Now that I’m in my forties it’s no big deal. I mettle husband three years ago and he was quite thin on top. I still think he’s very sexy.
He started taking testosterone and his hair is rapidly thinning on top even more.
It just really doesn’t have anything to do with how I see him.
At mid life most men don’t have a lot if hair, so that’s just the way it is. It’s a sign of maturity and being further along in life.
I wouldn’t want a younger man with a full head of hair. Men in their twenties look like kids to me, we are in different worlds.
Whether or not you lose your hair your wife could always find a younger man. She is with you for a reason.
I am starting to get some symptoms of being premenopausal and when I turned 40 I was like you, I felt like I was a totally different person, like I was so old and unattractive. My h is three years younger than me and I kept thinking he was going to regret being with someone who is already having symptoms of menopause.
But it really got better. I think I’m in a better place about it now.

I think a lot of men feel better about these things when they start working out, lifting weights because that’s something they can control and improves their appearance.

Gotta agree about the working out helping. When I decided to shave my head (I shave it every other day with an electric shaver, no attachments) I also decided to get in better shape. I love it and feel like I look better than I ever have.
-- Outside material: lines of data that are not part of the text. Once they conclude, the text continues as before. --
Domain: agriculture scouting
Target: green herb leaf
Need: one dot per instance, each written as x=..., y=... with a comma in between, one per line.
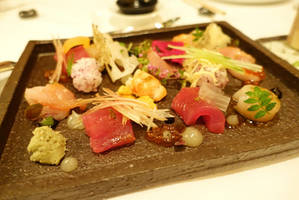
x=251, y=100
x=197, y=34
x=254, y=107
x=48, y=121
x=263, y=95
x=260, y=114
x=257, y=91
x=270, y=106
x=265, y=101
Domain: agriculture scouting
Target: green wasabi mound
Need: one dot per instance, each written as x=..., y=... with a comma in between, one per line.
x=47, y=146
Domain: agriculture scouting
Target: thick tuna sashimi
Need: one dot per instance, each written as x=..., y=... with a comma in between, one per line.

I spent a year or two in my early thirties hiding under hats and worrying about my hair (not to mention, even when I had a ‘full’ head of hair it was pretty thin and flat). It sucked and I am glad I took the plunge. Not dealing with hair is very freeing.

In short- shave your head and start lifting weights!

I find myself noticing men who have cute faces who are balding more now than ever because they remind me of my husband. :slight_smile:

I’m a bald(ing) guy around your age and I think it’s a bit of a bummer, too. I will 28th that you should keep your hair short and ‘own’ it. My coping mechanism has been to stay fit. I think it keeps me in the game vs. my pudgy friends with flowing manes. You have to treat it like any other ‘deficiency’. You’re not as good at chess as some guys. Does that weigh on your mind? You’re not as tall as some guys. Is that a problem? You make less money, etc, etc. You can’t have everything. Focus on the good things you bring to the world, not on what you don’t have.

I think there’s a lot of good advice in this thread. If it’s really important to you, try some of the baldness remedies and try to get hair back. If it’s not that important to you, don’t apologize for it and have confidence in all the non-hair things you offer to the world.

What you do’t want to be is the guy who’s ashamed to be bald and grows their hair out to compensate or always has a hat on or whatever. That’s just sad.

Does anyone still wear toupees anymore? Are those still around?